无所不能的Embedding 1 - Word2vec模型详解&代码实现

word2vec是google 2013年提出的，从大规模语料中训练词向量的模型，在许多场景中都有应用，信息提取相似度计算等等。也是从word2vec开始，embedding在各个领域的应用开始流行，所以拿word2vec来作为开篇再合适不过了。本文希望可以较全面的给出Word2vec从模型结构概述，推导，训练，和基于tf.estimator实现的具体细节。完整代码戳这里https://github.com/DSXiangLi/Embedding

模型概述

word2vec模型结构比较简单，是为了能够在大规模数据上训练，降低了模型复杂度，移除了非线性隐藏层。根据不同的输入输出形式又分成CBOW和SG两种方法。

让我们先把问题简化成1v1的bigram问题，单词i作为context,单词j是target。V是单词总数，N是词向量长度，D是训练词对，输入$x_i \in R ^{1*V}$是one-hot向量。
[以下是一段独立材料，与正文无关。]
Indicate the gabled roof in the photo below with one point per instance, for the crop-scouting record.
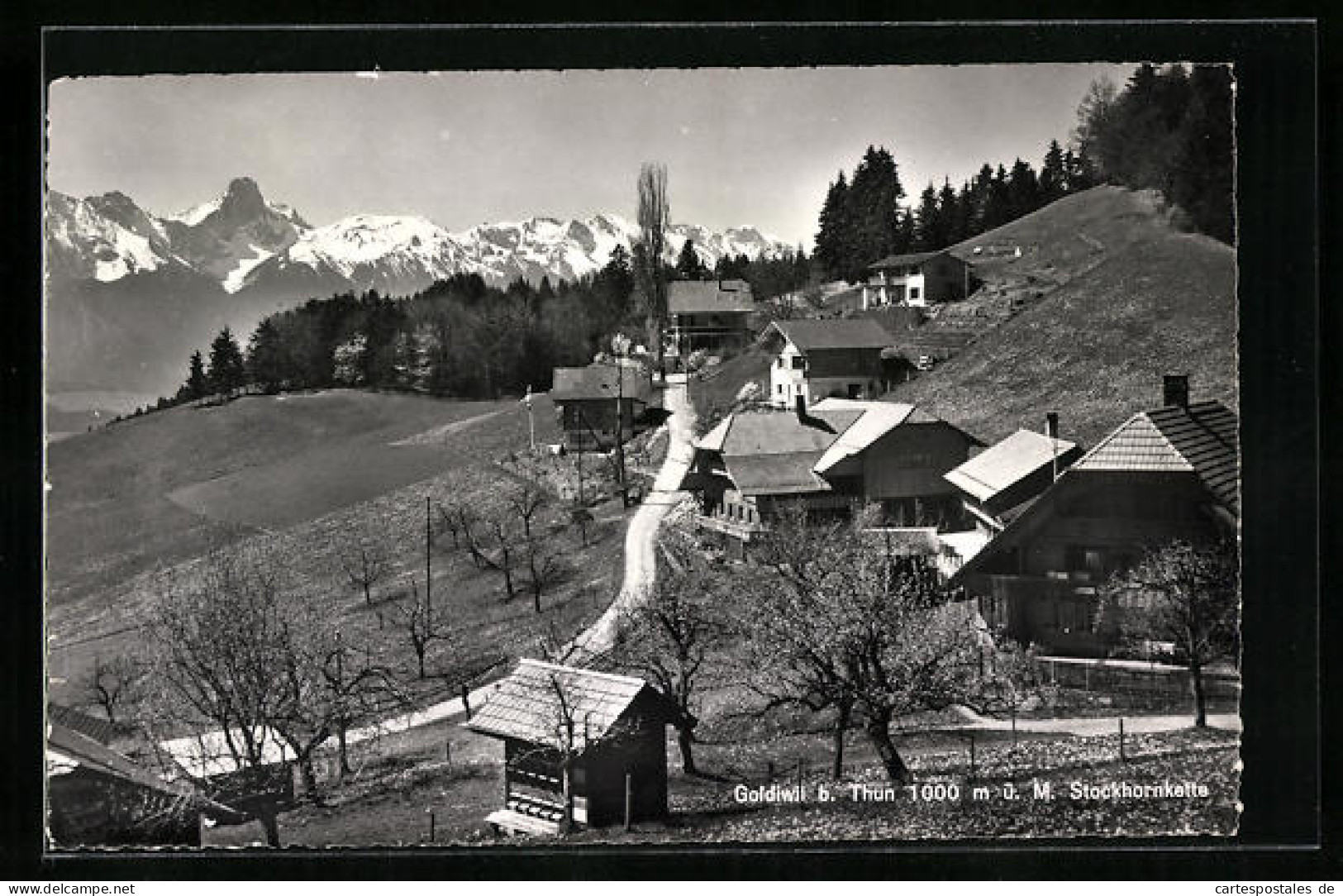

模型训练两个权重矩阵,$W \in R ^{V*N}$是输入矩阵，每一行对应输入单词的词向量,$W^{'} \in R ^{V*N}$是输出矩阵，每一行对应输出单词的词向量。词i和词j的共现信息用词向量的内积来表达，通过softmax得到每个单词的概率如下

\[\begin{align}
h =v_{wI} &= W^T x_i \\
v_{w^{'}j} &= W^{'T} x_j \\
u_j &= v_{w^{'}j}^T h \\
y_j = p(w_j|w_I) &= \frac{exp(u_j)}{\sum_{j^{'}=1}^Vexp(u_{j^{'}})}\\
\end{align}
\]

对每个训练样本，模型的目标是最大化条件概率$p(w_j|w_I)$, 因此我们的对数损失函数如下

\[\begin{align}
E & = - logP(w_j|w_I) \\
& = -u_j^* + log\sum_{j^{'}=1}^Vexp(u_{j^{'}})
\end{align}
\]

CBOW : Continuous bag of words

CBOW是把bigram的输入context，扩展成了目标单词周围2*window_size内的单词，用中心词前后的语境来预测中心词。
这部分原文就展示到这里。